Quest’arte, l’abbiamo imparata da ragazzi, noi della mia generazione. Quando non c’erano social ma cortili e piazze in cui ridere, discutere, o abbracciarci o confessare. Vivevamo in gruppo e nel gruppo crescevamo. Non avevamo 2000 followers assenti ma amici presenti.

Apparentemente giudicante, in realtà sto dicendo che le dinamiche relazionali le abbiamo vissute fin da subito, ci siamo cresciuti, ci hanno sfamato o affamato.

Non ricordo un solo giorno da cuore in inverno in cui fossi sola. E allo stesso modo ho sempre amato la solitudine. Equilibri imparati nel corso della vita, che al mio vivere hanno fornito capacità di individuare tutto ciò che in me esercita potere disturbante ma anche ciò che mi infonde la bellezza del vivere stesso.

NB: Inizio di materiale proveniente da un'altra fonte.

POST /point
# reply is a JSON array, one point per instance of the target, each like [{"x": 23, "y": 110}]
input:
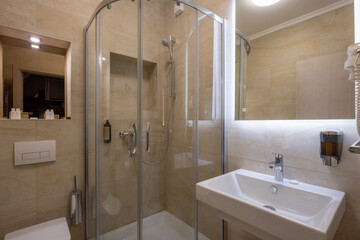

Riflessioni da flusso di coscienza in un giorno freddo e piovoso, con la mente che all’improvviso si sta aprendo a nuovi progetti e desideri, a nuove letture e voglia di scrivere. Non ho il cuore in inverno adesso e mi sento fortunata per l’amore che sento attorno a me, per il calore che ricevo, per le nuove conoscenze che la scrittura mi sta regalando, per la carica che mi viene elargita dai libri che leggo. Lo so, a molti sembra assurdo, ma da tutta la vita leggere mi fornisce strumenti che aprono al desiderio di nuovo, alla rinnovata volontà di abbracciare le giornate con spirito diverso.

Costruire. Lasciare che sotto la gelida coltre di neve che a volte la mente crea, il cuore abbia la meglio cibandosi d’altro.

Domani sarò tra i ragazzi di un istituto superiore: quale miglior cura quando si sente freddo?